…Разбилось лишь сердце моё - Лев Владимирович Гинзбург

…Разбилось лишь сердце моё читать книгу онлайн
Лев Владимирович Гинзбург (1921-1980) – классик художественного перевода, публицист; автор книг “Бездна”, “Потусторонние встречи”; в его переводах мы знаем народные немецкие баллады, поэму “Рейнеке-лис” и стихотворный рыцарский роман-эпос “Парци-фаль”, творчество странствующих школяров – вагантов, произведения Гёте, Шиллера, Гейне, классиков XX века – Ганса Магнуса Энценсбергера и Петера Вайса.

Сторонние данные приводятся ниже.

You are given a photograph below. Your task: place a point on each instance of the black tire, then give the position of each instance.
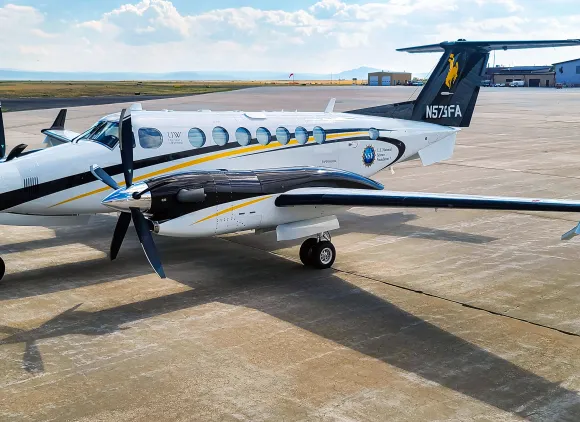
(323, 255)
(306, 251)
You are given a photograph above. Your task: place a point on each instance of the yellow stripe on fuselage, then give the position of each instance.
(205, 159)
(231, 209)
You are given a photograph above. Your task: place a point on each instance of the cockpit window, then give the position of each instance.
(105, 133)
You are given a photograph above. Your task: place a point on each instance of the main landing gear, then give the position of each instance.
(318, 252)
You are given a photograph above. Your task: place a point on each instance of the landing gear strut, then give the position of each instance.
(318, 252)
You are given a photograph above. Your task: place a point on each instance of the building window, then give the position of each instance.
(243, 136)
(263, 135)
(196, 137)
(220, 136)
(301, 135)
(319, 135)
(283, 135)
(150, 138)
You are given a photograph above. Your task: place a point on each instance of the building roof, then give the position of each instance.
(524, 73)
(389, 73)
(567, 61)
(518, 69)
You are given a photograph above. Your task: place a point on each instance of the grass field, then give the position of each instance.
(18, 89)
(27, 89)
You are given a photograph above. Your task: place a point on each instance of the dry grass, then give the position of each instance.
(20, 89)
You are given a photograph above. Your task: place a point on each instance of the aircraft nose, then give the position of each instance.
(125, 199)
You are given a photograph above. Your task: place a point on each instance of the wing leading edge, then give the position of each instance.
(355, 197)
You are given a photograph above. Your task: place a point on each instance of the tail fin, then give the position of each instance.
(451, 92)
(2, 135)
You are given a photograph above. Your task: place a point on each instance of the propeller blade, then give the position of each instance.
(15, 152)
(147, 242)
(126, 145)
(120, 232)
(104, 177)
(2, 135)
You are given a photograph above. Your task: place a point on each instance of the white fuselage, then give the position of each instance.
(61, 184)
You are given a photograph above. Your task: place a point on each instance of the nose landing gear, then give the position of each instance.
(318, 252)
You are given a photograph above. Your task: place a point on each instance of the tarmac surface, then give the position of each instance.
(441, 316)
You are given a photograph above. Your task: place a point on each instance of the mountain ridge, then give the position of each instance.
(32, 75)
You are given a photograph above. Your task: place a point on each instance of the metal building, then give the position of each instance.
(389, 78)
(568, 73)
(532, 76)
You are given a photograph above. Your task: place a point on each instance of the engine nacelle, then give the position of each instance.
(179, 194)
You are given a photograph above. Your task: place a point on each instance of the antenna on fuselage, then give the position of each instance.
(330, 106)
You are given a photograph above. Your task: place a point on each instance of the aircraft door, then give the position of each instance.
(223, 213)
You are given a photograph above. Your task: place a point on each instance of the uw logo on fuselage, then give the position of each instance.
(369, 156)
(453, 73)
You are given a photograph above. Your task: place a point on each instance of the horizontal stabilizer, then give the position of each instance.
(60, 120)
(330, 106)
(58, 136)
(490, 45)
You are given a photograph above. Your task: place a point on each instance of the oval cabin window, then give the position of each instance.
(150, 138)
(319, 135)
(243, 136)
(263, 135)
(196, 137)
(283, 135)
(301, 135)
(220, 136)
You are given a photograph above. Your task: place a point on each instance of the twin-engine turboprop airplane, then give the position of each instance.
(314, 164)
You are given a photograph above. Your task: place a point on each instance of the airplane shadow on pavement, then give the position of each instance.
(319, 302)
(98, 234)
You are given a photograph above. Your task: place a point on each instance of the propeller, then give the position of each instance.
(142, 226)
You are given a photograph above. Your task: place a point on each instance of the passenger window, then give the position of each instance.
(220, 136)
(243, 136)
(319, 135)
(283, 135)
(196, 137)
(263, 135)
(150, 138)
(301, 135)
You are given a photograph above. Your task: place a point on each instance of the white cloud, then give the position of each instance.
(329, 35)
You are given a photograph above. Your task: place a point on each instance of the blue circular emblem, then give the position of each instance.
(369, 156)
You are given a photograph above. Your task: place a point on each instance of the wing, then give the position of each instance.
(491, 45)
(358, 197)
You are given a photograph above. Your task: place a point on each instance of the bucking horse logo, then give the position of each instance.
(453, 71)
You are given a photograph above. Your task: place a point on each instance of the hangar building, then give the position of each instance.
(568, 73)
(389, 78)
(533, 76)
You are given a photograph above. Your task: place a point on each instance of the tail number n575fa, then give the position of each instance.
(441, 112)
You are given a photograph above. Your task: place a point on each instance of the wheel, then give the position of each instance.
(323, 255)
(306, 251)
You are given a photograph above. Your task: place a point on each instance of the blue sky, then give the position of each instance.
(319, 36)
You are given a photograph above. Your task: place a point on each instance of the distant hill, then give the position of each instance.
(27, 75)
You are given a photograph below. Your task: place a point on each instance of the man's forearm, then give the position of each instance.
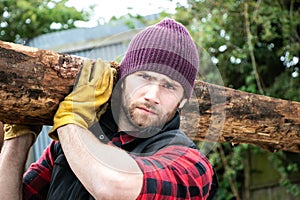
(12, 162)
(104, 170)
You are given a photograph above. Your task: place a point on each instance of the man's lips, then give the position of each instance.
(146, 110)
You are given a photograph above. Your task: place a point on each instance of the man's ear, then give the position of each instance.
(182, 103)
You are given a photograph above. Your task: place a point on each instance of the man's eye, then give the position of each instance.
(145, 76)
(169, 86)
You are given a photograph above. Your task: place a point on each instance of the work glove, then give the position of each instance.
(15, 130)
(88, 100)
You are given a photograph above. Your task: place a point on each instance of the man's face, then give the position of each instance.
(150, 99)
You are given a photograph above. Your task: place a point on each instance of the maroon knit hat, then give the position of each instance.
(165, 48)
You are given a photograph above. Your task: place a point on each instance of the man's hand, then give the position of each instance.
(88, 98)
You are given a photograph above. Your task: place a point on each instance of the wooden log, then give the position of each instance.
(34, 81)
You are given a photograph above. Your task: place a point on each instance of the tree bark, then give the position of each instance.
(34, 81)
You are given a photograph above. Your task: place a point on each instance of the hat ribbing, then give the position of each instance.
(165, 48)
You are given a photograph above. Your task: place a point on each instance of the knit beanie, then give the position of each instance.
(166, 48)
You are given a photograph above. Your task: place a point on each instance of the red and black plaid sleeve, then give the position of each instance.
(36, 179)
(175, 172)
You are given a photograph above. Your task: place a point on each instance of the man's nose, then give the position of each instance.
(152, 93)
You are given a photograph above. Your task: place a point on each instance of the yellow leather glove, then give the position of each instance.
(15, 130)
(88, 98)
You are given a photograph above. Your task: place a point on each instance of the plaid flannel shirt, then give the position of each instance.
(174, 172)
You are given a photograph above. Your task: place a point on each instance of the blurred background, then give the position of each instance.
(254, 44)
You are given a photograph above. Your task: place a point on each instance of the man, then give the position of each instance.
(137, 150)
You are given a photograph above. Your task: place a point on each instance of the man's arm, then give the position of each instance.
(12, 163)
(104, 170)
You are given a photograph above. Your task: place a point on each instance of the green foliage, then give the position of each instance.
(220, 27)
(22, 19)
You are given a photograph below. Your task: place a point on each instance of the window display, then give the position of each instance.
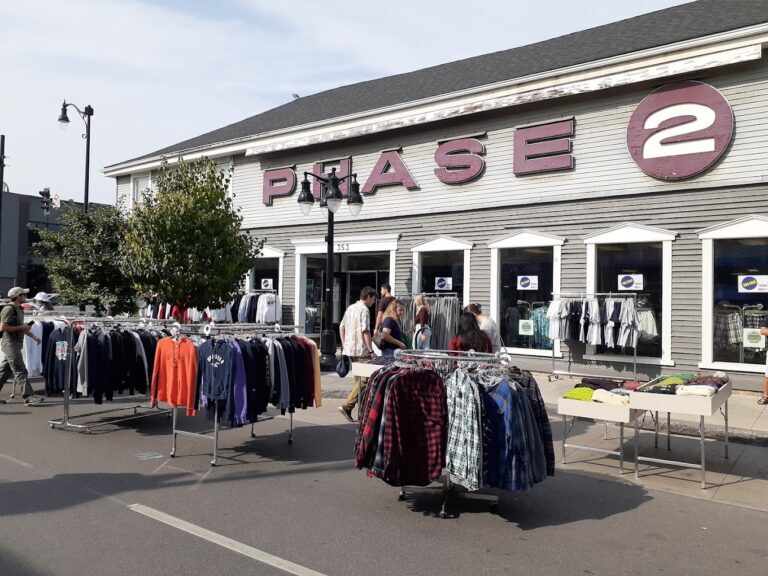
(442, 271)
(265, 275)
(740, 300)
(635, 267)
(525, 289)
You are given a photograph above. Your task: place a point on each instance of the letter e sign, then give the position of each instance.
(680, 130)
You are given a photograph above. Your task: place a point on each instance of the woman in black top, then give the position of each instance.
(469, 336)
(390, 326)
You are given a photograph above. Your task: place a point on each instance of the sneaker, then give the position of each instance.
(347, 412)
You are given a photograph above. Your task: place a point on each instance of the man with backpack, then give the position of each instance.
(13, 331)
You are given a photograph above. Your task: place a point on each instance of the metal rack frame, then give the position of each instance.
(414, 356)
(576, 295)
(65, 423)
(230, 330)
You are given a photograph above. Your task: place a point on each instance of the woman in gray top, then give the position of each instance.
(487, 325)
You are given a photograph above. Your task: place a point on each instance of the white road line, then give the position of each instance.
(225, 542)
(19, 462)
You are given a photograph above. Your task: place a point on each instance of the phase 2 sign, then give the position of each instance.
(680, 130)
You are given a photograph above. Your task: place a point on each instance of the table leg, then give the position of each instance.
(637, 471)
(621, 448)
(565, 435)
(703, 455)
(726, 429)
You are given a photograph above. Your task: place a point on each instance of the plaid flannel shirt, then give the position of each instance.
(415, 434)
(464, 447)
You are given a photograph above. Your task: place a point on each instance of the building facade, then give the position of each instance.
(629, 158)
(22, 216)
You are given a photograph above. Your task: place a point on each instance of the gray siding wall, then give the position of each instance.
(682, 212)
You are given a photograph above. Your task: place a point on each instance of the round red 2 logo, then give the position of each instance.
(680, 130)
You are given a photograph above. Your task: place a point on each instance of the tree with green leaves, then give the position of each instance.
(183, 243)
(83, 258)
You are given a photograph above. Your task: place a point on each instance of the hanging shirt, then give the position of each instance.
(174, 376)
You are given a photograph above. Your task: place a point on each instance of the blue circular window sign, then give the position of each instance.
(627, 281)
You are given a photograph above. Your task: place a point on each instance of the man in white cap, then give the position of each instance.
(13, 330)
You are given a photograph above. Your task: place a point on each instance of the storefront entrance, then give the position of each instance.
(358, 263)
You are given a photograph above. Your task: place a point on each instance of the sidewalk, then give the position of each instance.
(748, 421)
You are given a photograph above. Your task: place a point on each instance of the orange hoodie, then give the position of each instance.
(174, 377)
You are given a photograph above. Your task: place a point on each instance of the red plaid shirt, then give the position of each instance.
(415, 429)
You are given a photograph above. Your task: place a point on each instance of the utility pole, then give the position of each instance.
(2, 187)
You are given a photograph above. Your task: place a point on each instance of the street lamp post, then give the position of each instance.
(330, 198)
(64, 123)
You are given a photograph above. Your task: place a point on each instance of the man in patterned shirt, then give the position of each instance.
(355, 332)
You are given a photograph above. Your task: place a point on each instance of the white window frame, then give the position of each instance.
(342, 245)
(745, 227)
(133, 199)
(441, 244)
(526, 239)
(630, 233)
(269, 252)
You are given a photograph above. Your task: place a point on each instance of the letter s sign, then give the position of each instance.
(680, 130)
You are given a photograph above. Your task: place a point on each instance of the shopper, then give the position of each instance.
(386, 300)
(469, 336)
(355, 332)
(486, 324)
(13, 330)
(422, 332)
(764, 398)
(390, 327)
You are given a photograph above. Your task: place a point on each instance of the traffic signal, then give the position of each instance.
(45, 200)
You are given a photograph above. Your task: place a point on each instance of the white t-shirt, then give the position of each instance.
(356, 320)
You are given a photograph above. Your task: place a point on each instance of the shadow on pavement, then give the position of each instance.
(563, 499)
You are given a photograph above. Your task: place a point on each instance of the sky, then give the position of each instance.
(158, 72)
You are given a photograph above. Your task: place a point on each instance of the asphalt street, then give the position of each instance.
(114, 503)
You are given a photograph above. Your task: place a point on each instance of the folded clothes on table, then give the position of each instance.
(696, 390)
(584, 394)
(605, 397)
(597, 384)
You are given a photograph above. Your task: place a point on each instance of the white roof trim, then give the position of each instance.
(628, 232)
(442, 244)
(753, 226)
(526, 238)
(268, 252)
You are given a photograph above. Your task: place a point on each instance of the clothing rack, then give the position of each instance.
(65, 422)
(410, 357)
(579, 295)
(211, 329)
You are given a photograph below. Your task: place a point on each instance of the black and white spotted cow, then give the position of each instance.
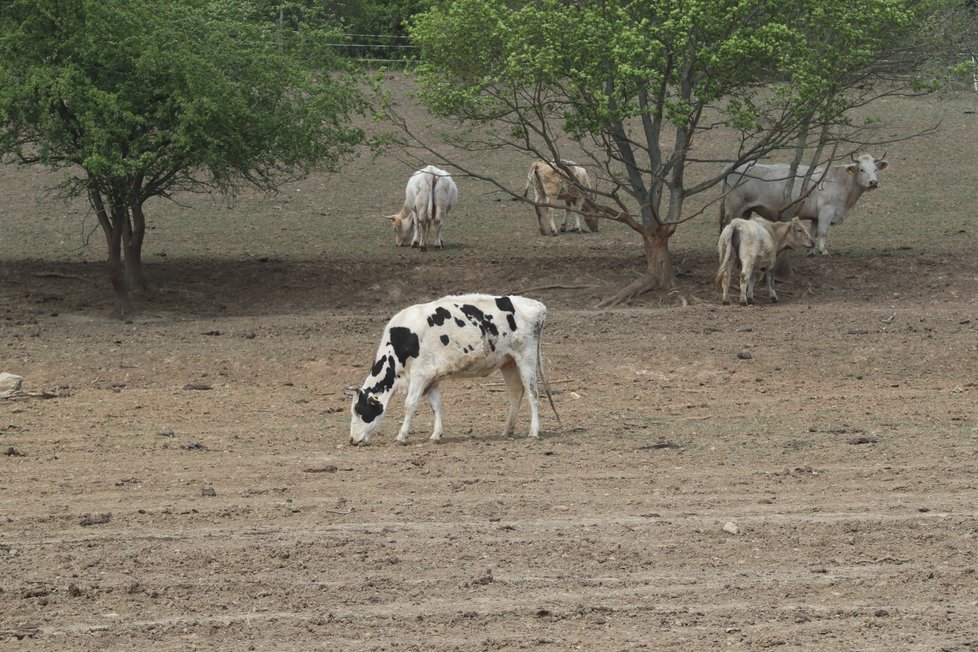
(465, 335)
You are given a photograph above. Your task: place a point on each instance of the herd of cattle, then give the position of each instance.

Роман-эссе “…Разбилось лишь сердце мое” полон сложных перекличек и резких смен ракурсов. Гинзбург переносит нас из XIII века в век ХХ-й и обратно; рассказывает о судьбах средневековых поэтов, о переводческом семинаре в 1970-е, о своем отце – московском адвокате, помогавшем людям в 1930-е; вспоминает о встречах с композитором Карлом Орфом (“Кармина Бурана”), о своей жене Бубе (Бибисе Дик-Киркило), размышляет об истории XX века. И конечно – о работе переводчика.
В формате PDF A4 сохранен издательский макет книги.
Иногда мне начинало казаться, что все, что я сейчас узнаю, – фантасмагория.
Последний диктатор Венгрии, главарь партии “нилашистов” (“Скрещенные стрелы”) Ференц Салаши в 1930-е годы был излюбленной мишенью для карикатуристов и авторов политических фельетонов. Появляясь на массовых митингах, он пудрил щеки и красил губы. Его речь изобиловала странными выражениями: “почвенная действительность”, “почвенный корень”, “действительность крови”. Он был кадровый военный, майор, но вышел в отставку, чтобы целиком отдаться политике. Даже Хорти[231] сажал его в тюрьму как опасного авантюриста.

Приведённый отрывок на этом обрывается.